Kinetic is designed to provide seamless cloud execution on Google Cloud Platform (GCP) while leveraging modern container orchestration (Google Kubernetes Engine, GKE) to keep operating costs extremely efficient. By default, Kinetic utilizes ephemeral functions and autoscaling node pools to ensure you only pay for compute while your workload is actively running.

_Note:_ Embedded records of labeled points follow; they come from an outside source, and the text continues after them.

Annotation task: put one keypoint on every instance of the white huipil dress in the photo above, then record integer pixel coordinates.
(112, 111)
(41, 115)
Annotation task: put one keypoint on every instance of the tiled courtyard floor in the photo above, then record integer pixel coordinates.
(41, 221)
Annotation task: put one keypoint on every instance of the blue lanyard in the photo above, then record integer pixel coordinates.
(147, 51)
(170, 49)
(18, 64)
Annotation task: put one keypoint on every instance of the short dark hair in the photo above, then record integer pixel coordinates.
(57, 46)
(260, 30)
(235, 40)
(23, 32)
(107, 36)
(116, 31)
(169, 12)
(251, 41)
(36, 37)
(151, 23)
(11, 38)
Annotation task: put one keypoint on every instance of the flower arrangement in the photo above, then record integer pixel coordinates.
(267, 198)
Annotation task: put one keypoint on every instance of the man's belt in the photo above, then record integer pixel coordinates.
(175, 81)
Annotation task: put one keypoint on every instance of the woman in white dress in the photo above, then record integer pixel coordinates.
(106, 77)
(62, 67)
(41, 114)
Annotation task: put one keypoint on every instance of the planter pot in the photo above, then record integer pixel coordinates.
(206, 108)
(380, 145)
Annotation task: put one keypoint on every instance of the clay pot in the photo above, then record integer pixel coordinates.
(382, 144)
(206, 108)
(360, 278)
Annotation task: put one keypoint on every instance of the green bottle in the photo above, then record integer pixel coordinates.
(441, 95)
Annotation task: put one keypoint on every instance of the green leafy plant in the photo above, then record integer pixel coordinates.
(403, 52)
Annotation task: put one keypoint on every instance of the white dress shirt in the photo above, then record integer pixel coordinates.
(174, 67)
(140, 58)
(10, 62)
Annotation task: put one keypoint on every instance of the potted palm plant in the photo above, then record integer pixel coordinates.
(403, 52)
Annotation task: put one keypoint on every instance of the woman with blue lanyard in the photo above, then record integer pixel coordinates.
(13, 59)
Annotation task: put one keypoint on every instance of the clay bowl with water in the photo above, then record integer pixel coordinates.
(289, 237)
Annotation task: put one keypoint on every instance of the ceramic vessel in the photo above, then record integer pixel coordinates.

This guide covers the primary configurations and workflows for optimizing your cloud bill when using Kinetic.

:::{tip}
**Recommended defaults:**

- Leave node pools at `--min-nodes 0` (the default) so accelerators
  scale to zero between jobs.
- Pick a container mode that minimizes Cloud Build runs. Bundled mode
  (the default) reuses cached images across runs as long as your
  dependencies are stable, so you only pay for the first build per
  dependency set. Prebuilt mode skips Cloud Build entirely, but
  requires you to publish your own base image first with
  `kinetic build-image`.
- Use `--spot` only on fault-tolerant single-host workloads with
  frequent checkpoints — spot is risky on multi-host slices because
  any host preemption fails the whole slice.
- Run `kinetic pool list` periodically and remove pools you no
  longer use.
:::

---

## 1. Understanding Scale-to-Zero Architecture

By default, Kinetic provisions accelerator node pools with **scale-to-zero** capability. 

### How it works:
- **Job Submission:** When you invoke a remote function (via the `@kinetic.run()` decorator), Kinetic creates a Kubernetes `Job` on your GKE cluster.
- **Provisioning:** The GKE Cluster Autoscaler detects pending pods and spins up the required GPU/TPU virtual machines to support the job.
- **Execution & Termination:** Once your workload terminates (either successfully or due to an exception), the container exits and the pod goes away.
- **Scaling Down:** After the pod terminates, if no new jobs are submitted within the GKE idle window (typically around 10 minutes by default in GCP), the Cluster Autoscaler automatically shuts down the underlying VM instances, returning your accelerator compute consumption to zero.

> [!IMPORTANT]
> Because the cluster control plane runs continuously, you will incur a baseline management fee of ~$0.10/hour per cluster. However, Google Cloud provides a [monthly free tier credit](https://cloud.google.com/kubernetes-engine/pricing) ($74.40/month) per billing account, which fully covers the management costs of exactly **one** active cluster. 

---

## 2. Controlling Startup Latency vs. Idle Costs (`--min-nodes`)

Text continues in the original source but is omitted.